The world watched in early 2026 as thousands of federal immigration officers deployed to fulfill the president’s goal of mass deportations. Protesters took to the streets, and two U.S. citizens were shot and killed by federal agents in Minneapolis.
In Nebraska, a former state prison in McCook was converted to an Immigrations and Customs Enforcement detention facility.
Nearly a year ago, ICE carried out a workplace raid, detaining more than 70 people at an Omaha meatpacking plant. These events were widely reported and publicly discussed across the political spectrum. Local attorneys said the restructuring of the country’s legal systems is a quieter process.
Grant Friedman is an attorney with the ACLU of Nebraska.
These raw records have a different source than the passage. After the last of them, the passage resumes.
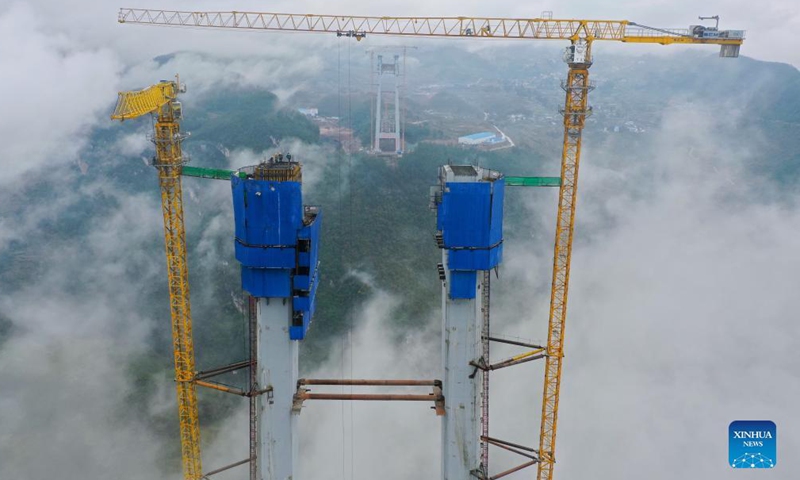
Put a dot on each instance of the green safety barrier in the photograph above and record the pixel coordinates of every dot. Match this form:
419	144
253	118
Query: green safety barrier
212	173
533	181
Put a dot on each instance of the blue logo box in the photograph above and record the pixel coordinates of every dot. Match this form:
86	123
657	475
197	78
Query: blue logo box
752	444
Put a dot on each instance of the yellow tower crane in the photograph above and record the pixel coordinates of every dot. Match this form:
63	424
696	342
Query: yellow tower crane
580	33
161	101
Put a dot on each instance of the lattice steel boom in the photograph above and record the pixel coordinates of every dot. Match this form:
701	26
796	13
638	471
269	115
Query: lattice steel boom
161	101
581	34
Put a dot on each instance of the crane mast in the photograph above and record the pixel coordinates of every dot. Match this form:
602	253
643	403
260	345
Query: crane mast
161	101
580	32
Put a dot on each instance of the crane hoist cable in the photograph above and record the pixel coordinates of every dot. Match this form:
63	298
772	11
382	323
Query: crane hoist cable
581	33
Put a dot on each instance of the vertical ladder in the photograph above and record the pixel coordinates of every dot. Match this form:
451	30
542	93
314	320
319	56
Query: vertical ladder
485	300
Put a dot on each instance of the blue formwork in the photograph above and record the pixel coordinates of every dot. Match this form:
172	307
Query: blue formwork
470	217
277	244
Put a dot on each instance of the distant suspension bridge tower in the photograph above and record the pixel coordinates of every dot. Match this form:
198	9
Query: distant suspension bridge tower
388	138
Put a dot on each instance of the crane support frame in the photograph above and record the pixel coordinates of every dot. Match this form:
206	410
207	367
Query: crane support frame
160	100
576	109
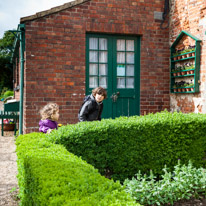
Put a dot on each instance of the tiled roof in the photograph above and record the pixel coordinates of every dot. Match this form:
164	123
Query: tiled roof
52	10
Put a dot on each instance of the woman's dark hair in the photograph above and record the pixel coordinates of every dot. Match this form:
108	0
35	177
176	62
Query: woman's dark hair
99	90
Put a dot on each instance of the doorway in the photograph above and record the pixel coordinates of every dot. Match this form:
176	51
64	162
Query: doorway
113	62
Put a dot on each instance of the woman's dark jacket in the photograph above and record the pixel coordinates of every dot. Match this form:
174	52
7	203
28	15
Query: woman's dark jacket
91	110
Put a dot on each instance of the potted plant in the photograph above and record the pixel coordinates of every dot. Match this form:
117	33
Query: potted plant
175	55
175	87
178	69
8	125
174	72
188	66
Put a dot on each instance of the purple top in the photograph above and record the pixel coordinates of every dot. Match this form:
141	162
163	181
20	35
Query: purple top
46	124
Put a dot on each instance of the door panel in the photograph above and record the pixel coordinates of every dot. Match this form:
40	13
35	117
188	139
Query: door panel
113	63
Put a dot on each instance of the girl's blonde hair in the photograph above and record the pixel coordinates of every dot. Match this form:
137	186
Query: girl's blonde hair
48	110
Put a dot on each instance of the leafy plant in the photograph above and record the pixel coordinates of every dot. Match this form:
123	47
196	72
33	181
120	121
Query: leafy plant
183	183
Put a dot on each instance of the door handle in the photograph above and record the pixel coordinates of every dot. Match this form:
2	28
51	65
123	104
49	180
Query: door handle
114	96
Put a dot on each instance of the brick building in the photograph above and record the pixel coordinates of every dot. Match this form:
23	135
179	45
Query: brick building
122	45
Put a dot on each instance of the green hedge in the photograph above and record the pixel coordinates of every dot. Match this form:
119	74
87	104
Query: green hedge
49	175
120	148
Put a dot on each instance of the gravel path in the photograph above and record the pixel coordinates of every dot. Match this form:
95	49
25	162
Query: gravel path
8	170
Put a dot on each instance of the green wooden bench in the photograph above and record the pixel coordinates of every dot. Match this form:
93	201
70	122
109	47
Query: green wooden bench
11	111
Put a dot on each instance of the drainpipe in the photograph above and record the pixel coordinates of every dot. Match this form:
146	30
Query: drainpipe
21	79
20	35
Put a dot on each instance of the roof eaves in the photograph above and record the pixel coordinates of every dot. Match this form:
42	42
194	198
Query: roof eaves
52	10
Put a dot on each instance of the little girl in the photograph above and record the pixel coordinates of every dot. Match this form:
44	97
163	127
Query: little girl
49	118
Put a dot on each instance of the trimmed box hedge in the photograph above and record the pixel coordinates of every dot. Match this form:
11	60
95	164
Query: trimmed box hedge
120	148
49	175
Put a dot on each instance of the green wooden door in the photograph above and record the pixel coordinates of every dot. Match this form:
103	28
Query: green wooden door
113	62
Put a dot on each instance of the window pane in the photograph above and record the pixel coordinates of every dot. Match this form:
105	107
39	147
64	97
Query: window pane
103	69
121	70
102	44
130	57
130	70
120	45
130	82
93	56
130	45
93	69
93	43
103	82
120	82
103	57
120	57
93	82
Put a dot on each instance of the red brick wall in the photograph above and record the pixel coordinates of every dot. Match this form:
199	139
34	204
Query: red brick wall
55	55
190	16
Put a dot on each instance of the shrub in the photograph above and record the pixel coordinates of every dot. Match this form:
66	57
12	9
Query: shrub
118	148
49	175
183	183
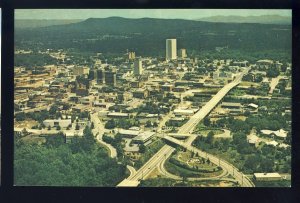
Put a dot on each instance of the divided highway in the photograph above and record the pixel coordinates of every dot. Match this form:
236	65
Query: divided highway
167	150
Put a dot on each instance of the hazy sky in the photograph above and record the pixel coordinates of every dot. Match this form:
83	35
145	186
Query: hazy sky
140	13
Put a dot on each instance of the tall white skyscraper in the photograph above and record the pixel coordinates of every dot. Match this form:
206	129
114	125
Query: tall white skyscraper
138	67
171	49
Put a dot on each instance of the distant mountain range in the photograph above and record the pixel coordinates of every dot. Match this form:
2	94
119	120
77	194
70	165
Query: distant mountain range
147	36
32	23
263	19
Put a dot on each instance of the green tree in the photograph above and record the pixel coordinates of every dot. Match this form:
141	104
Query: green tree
110	124
55	140
210	137
20	116
206	121
142	148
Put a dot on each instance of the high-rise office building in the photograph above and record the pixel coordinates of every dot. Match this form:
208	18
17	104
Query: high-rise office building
81	70
131	55
182	53
171	49
110	78
138	67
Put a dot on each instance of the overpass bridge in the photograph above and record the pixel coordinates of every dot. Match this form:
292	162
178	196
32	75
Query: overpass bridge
188	128
242	179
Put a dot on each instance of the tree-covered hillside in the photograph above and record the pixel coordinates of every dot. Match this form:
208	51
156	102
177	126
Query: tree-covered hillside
80	163
147	36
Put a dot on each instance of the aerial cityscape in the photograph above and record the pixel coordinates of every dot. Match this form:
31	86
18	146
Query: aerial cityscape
128	98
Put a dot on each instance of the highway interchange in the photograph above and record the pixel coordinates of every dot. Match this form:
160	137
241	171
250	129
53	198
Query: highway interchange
166	150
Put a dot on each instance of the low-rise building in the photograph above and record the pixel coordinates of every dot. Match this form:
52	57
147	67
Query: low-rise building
143	137
279	133
140	93
128	133
267	176
117	115
63	123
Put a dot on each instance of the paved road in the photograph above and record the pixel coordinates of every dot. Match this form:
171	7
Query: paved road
166	150
274	83
99	131
33	109
240	177
163	171
131	170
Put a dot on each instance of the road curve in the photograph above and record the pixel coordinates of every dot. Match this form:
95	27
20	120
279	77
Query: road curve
99	131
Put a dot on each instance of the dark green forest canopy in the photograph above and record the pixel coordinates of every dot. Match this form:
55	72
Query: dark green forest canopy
147	36
80	163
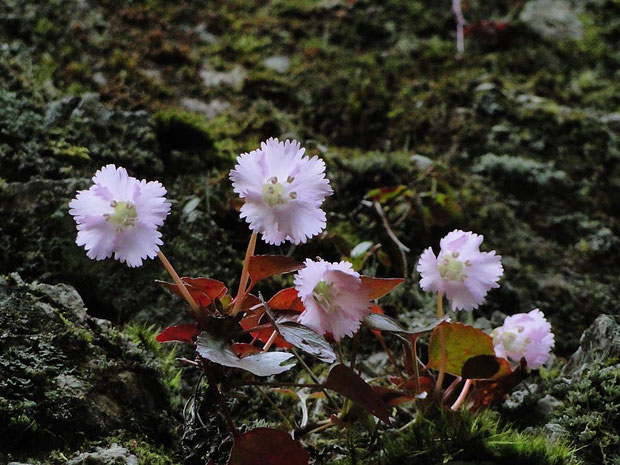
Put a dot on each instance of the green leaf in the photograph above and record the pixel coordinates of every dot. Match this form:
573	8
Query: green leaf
308	340
220	352
462	343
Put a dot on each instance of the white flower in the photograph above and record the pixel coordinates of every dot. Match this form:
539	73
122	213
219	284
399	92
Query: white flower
524	335
333	296
460	271
283	191
120	215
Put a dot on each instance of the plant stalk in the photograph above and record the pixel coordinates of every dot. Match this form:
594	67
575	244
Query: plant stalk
243	282
179	282
442	341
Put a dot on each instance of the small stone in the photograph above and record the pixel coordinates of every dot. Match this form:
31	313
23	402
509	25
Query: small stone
210	109
278	63
553	19
233	78
114	455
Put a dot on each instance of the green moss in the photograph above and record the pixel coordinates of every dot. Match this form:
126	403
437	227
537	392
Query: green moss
591	411
475	437
145	337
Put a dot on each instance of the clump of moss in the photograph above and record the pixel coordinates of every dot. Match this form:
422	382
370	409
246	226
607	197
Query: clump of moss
182	130
145	337
591	412
475	437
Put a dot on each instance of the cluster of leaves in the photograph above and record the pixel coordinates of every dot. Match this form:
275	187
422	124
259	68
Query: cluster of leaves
236	334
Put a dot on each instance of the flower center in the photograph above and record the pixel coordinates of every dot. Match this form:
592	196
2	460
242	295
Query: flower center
323	294
275	194
453	269
124	215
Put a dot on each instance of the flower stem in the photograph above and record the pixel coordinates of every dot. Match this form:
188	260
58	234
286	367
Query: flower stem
273	404
462	395
243	282
220	400
442	341
269	342
329	398
181	285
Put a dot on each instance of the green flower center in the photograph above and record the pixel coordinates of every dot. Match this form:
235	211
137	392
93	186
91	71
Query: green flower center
323	294
124	215
453	269
275	194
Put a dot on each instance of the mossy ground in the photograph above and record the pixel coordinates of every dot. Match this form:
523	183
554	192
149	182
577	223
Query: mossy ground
517	139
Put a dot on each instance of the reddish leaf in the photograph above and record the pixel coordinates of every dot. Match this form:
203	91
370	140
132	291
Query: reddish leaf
378	287
391	397
345	381
203	290
212	287
255	318
286	299
241	350
489	393
462	343
266	446
485	367
264	266
378	311
181	333
426	384
249	302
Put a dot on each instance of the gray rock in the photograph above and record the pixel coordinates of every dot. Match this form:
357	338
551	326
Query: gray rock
233	78
553	18
66	379
278	63
113	455
210	109
599	342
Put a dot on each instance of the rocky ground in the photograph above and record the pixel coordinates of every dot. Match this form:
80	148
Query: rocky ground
516	139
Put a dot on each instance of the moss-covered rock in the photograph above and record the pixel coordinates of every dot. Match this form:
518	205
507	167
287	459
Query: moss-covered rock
69	378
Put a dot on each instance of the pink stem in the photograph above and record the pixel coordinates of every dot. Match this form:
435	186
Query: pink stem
460	24
462	395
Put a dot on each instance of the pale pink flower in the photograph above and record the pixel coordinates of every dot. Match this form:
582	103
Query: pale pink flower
524	335
283	191
460	271
334	299
119	216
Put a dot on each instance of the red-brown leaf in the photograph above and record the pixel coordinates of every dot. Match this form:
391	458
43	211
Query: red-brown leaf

He said despite major policy shifts of the past year, there has been no change in the law as written.
“Congress has not passed any immigration reform,” Friedman said. “Laws that had been interpreted for the past 30 years to mean one thing, the executive branch has decided to interpret to mean another, and to detain a lot more people.”
Friedman and Cortes-Mills describe a “campaign” of confusion for immigrants and their attorneys. Local immigration lawyers are facing high rates of burnout. The Center for Immigrant & Refugee Advancement has a three month wait list for a consultation.
An immigration clinic that for decades operated under the University of Nebraska College of Law recently shut down.
“The (new policies) have detrimental impacts on our communities,” Friedman said, “and on the lived experience of each individual who is waking up having to decide if they should go to the grocery store, go on a walk, and risk being detained.”
The anxiety is hard to shake for Mayra.
Life was progressing as usual in her home. A row of medals hung on the wall behind her kitchen table. They were won mostly by her oldest daughter, who is interested in wrestling and cheerleading. Mayra’s son said hello as he wandered into the nearby living room to watch TV. Her husband would be home soon, and the family would sit down for dinner.
Mayra was brought to the U.S. by her mother when she was 4 years old. A few years ago, she looked into her own legal status and learned that she had been issued a deportation order when she was 8 years old. Mayra’s mother passed away when she was 18.
“I’m not at fault for my parents’ choices,” Mayra said, her voice wavering. “I’ve been here my whole life, and yes, I chose to stay here. My children are here.”
Mayra has another check-in with immigration officials scheduled for later this summer. She’s made it past a previous deportation date that was set for early 2026, on the same day as her daughter’s birthday.
A judge issued a stay of removal, allowing Mayra to remain in the United States while her visa application proceeds. The move buys her more time.
“I really — I just don’t know what’s going to happen,” she said.